Use Predictive Analysis to Gauge the Effect of a Price Change or a Promotion on Sales
- by Sunil Mehta, Solution Architect, SAP
- Biswajit Biswas, Subject Matter Expert in SAP Analytics, SAP GD
- October 11, 2013
Predict the outcome of a promotional program or price change on sales figures using predictive analysis. Sunil Mehta and Biswajit Biswas provide step-by-step instructions that focus on the food and beverage industry.
Exponential smoothing is used to revisit, review, and revise forecast values based on comparison of historical data. This smoothing follows the concept of weighted averages. Older observations are given a lower weightage and more recent ones have a higher weightage. A selection of algorithms allows you to consider sales trends and seasonality in your forecasts.
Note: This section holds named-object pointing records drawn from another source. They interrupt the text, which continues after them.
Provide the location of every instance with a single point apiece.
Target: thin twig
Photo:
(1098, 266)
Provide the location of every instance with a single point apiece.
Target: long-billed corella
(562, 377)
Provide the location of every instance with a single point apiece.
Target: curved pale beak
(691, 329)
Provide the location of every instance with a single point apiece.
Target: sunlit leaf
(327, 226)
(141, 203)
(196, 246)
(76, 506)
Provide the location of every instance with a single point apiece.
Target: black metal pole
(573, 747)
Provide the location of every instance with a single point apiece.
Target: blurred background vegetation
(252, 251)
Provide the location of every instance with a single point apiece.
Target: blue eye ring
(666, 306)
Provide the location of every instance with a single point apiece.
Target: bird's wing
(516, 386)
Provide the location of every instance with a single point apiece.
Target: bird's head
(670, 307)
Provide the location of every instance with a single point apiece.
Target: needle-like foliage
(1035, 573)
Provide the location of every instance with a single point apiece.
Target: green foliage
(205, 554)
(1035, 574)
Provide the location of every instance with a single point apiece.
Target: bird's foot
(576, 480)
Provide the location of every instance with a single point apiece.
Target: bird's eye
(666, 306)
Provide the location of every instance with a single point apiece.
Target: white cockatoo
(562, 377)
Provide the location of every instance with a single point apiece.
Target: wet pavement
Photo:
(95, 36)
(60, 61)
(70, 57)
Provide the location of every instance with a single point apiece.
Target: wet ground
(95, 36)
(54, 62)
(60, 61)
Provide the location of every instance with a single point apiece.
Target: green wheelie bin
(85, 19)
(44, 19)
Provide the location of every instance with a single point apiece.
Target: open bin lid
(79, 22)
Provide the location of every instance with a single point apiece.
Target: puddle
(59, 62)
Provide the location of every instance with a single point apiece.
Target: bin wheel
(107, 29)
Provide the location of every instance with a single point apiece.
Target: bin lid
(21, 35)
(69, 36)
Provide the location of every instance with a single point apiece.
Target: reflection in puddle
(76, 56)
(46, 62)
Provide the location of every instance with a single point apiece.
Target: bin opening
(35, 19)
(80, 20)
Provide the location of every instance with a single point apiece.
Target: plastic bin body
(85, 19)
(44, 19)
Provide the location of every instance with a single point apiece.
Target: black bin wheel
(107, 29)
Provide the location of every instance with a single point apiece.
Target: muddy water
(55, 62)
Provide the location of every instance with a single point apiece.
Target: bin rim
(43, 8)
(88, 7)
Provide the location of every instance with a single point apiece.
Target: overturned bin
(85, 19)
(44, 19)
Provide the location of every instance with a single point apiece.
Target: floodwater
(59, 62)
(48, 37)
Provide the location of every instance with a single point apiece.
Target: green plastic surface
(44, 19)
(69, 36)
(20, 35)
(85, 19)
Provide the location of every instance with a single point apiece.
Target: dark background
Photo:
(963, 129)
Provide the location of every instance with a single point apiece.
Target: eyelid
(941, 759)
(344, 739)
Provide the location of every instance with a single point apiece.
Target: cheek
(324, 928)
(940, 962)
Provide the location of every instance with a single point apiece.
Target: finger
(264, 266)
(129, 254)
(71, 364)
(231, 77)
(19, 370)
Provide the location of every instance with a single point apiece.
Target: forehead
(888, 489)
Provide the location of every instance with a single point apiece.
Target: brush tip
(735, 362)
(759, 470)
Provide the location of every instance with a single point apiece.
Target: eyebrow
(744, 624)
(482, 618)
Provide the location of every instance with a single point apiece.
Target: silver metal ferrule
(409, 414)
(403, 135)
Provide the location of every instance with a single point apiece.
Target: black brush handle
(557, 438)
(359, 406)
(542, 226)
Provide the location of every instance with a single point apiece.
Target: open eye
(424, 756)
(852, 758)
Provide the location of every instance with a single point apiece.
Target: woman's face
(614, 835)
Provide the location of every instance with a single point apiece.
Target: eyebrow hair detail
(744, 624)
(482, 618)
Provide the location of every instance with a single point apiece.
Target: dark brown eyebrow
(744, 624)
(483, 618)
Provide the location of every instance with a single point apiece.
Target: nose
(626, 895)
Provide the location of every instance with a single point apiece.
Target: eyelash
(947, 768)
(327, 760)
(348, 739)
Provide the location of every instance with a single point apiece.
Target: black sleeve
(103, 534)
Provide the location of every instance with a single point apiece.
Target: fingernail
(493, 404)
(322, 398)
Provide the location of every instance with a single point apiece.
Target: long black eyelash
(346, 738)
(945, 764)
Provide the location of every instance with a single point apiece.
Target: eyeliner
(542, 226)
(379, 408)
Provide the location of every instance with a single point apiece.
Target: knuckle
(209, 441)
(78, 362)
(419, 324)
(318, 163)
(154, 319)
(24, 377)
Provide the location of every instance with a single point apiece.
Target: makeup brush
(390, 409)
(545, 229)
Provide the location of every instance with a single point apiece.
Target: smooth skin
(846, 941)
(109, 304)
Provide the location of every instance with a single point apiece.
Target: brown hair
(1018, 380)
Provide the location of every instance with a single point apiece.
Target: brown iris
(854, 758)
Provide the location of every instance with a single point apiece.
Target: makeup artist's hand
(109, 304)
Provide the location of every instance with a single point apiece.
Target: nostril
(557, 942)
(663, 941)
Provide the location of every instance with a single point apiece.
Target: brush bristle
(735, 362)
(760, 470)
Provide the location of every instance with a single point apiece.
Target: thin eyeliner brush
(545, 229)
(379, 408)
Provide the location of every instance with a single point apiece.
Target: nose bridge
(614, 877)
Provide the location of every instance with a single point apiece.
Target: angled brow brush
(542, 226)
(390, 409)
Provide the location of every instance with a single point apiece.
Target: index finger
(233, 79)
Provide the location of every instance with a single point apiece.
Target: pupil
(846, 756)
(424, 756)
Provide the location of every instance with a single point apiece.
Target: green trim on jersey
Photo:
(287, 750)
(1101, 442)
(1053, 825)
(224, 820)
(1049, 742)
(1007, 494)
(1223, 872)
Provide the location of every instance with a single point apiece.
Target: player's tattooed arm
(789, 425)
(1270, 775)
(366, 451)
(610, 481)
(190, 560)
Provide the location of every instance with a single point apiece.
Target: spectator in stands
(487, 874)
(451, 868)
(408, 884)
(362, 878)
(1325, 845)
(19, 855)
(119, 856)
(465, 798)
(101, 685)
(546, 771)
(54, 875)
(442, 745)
A pizza chain wants to increase its sales volumes and its marketing team has come up with several ideas to promote sales. Because of budget constraints, the company doesn’t want to invest heavily. Therefore it would like to do some scientific analysis before it decides to invest in any of the promotional schemes.
The statistical analysis of the historical data would uncover hidden trends, allowing the company to evaluate the promotional schemes linked to such trends. It could then ascertain the probable impact on sales. The data is already available; the company just needs the right model to be created in the SAP BusinessObjects Predictive Analysis tool.
We first show how to see the impact of a promotion scheme in different markets across a region, with the emphasis on how to identify the impact of a price change and a scheme. For this purpose you need marketing data.
We then focus on forecasting future sales, a method that requires historical sales data.